A 120 V RMS source feeds a series RLC circuit with R = 40 Ω, L = 0.2 H, C = 0.001 F at f = 60 Hz. The power factor is approximately

• A. 0.48 lagging
• B. 0.72 leading
• C. 0.12 lagging
• D. 0.95 lagging

Answer: (A)

Power factor in a series RLC comes from the impedance angle. The impedance is Z = R + j(X_L − X_C), so the angle phi satisfies tan(phi) = (X_L − X_C) / R. Since a positive net reactance makes the current lag the voltage, the power factor will be lagging.

First find the reactances at 60 Hz. ω = 2πf = 2π(60) ≈ 376.99 rad/s.

X_L = ωL = 376.99 × 0.2 ≈ 75.4 Ω.

X_C = 1/(ωC) = 1/(376.99 × 0.001) ≈ 2.65 Ω.

Net reactance X = X_L − X_C ≈ 75.4 − 2.65 ≈ 72.75 Ω.

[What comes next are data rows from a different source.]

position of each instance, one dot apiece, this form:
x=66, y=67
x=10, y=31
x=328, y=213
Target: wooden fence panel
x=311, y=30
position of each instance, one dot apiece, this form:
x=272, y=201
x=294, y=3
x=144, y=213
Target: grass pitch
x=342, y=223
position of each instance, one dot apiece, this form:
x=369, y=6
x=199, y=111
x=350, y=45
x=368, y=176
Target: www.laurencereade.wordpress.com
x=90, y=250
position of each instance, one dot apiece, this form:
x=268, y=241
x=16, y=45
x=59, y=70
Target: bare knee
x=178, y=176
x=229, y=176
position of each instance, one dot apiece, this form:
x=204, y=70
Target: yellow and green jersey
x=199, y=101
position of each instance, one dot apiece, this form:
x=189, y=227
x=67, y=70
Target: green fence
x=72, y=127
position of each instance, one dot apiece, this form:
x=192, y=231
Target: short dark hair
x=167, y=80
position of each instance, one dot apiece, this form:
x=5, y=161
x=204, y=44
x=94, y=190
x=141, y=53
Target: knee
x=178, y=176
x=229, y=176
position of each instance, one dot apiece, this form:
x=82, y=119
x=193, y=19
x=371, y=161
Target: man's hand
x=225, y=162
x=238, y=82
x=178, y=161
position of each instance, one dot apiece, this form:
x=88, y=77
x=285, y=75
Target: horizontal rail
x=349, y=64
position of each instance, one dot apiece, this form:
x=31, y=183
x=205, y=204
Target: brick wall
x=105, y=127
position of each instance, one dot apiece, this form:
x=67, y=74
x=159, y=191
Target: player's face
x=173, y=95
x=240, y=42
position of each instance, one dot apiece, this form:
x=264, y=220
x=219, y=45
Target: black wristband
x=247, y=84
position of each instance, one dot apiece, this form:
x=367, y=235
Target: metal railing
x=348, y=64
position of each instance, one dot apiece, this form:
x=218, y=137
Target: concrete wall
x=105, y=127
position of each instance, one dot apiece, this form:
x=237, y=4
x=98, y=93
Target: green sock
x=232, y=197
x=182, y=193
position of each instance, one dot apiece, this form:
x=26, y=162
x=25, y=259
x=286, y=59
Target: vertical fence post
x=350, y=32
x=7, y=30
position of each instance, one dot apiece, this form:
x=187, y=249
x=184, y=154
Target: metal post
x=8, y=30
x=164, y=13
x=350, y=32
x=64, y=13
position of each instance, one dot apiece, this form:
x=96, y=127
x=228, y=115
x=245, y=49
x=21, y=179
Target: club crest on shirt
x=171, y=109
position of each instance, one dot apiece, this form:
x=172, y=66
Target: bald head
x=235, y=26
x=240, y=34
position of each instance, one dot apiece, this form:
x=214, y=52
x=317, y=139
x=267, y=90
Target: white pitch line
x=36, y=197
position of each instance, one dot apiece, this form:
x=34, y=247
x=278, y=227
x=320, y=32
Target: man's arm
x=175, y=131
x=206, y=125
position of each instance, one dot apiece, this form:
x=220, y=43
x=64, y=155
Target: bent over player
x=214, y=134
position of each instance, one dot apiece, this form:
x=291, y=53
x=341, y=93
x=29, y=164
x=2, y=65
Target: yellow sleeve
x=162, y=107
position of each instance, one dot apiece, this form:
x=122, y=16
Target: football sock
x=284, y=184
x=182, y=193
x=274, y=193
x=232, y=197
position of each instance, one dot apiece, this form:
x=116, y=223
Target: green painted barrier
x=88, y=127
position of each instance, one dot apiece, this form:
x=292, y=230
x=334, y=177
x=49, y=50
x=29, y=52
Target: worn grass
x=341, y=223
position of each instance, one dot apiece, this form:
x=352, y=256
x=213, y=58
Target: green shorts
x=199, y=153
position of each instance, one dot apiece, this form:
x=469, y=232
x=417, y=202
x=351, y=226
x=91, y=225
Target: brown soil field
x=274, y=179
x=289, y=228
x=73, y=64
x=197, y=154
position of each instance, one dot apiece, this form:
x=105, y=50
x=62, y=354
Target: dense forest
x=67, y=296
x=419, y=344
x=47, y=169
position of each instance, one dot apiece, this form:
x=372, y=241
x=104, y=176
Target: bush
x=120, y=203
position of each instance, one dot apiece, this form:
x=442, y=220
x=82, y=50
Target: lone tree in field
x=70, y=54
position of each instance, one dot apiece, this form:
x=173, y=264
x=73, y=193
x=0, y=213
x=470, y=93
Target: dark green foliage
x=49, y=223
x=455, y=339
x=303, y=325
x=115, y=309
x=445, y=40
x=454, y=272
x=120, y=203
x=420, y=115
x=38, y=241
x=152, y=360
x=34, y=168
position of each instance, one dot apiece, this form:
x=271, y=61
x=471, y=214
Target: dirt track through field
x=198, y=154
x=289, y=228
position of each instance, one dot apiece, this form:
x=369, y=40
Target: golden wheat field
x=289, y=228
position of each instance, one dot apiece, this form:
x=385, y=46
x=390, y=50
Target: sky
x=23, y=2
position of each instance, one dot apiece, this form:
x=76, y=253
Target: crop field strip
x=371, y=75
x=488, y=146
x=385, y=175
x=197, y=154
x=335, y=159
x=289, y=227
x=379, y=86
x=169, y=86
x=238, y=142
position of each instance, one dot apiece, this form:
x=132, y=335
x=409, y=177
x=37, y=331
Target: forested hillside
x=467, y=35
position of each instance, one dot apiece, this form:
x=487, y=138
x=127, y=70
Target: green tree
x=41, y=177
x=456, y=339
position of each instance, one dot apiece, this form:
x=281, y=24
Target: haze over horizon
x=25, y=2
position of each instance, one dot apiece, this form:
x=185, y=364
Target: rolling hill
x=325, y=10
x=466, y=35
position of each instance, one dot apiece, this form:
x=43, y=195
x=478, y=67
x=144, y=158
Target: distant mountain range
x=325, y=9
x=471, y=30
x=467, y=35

Then tan(phi) = X/R ≈ 72.75 / 40 ≈ 1.82, so phi ≈ 61.7 degrees.

Power factor = cos(phi) ≈ cos(61.7°) ≈ 0.48.

Because the circuit is inductive (net positive reactance), the current lags the voltage. Therefore the approximately correct power factor is about 0.48 lagging.